A scholar-activist, Professor Kishi Animashaun Ducre has been a faculty member in the Department of African American Studies since 2005. Before coming to A&S, she was an advocate for environmental justice for over two decades, including as a campaigner for Greenpeace.

Ducre combines experience born of the front lines of the environmental justice movement with academic training in geographic information systems and demography for a unique and gendered perspective on economic and environmental inequality.

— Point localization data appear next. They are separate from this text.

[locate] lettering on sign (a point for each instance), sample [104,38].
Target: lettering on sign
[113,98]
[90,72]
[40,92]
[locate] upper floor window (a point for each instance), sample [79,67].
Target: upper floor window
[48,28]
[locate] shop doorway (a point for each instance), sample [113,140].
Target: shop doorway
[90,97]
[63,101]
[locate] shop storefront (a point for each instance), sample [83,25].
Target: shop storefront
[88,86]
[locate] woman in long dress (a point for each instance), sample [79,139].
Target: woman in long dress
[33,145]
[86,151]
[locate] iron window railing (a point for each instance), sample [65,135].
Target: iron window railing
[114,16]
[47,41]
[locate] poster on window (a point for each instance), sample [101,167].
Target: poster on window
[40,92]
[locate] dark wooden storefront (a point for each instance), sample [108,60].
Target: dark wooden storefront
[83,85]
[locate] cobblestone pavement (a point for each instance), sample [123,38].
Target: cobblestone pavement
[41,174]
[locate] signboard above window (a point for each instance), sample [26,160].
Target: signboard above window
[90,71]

She has taught courses such as:

  • Environmental Justice
  • U.S. Racial Residential Segregation
  • Hurricane Katrina: Race, Class, Gender & Disaster
  • African American Foodways
  • Research Methods
  • Feminist Epistemologies

Ducre has written and co-edited books about justice and curated photography exhibitions based upon community-based arts research known as Photovoice, a qualitative methodology used in her book, “A Place We Call Home: Race, Gender, and Justice in Syracuse” (SU Press, 2012).

Her teaching philosophy is based on Paulo Freire’s concept of liberatory pedagogy—knowledge as a form of empowerment.

Ducre was named Associate Dean for Diversity and Inclusion by Dean Karin Ruhlandt in 2018.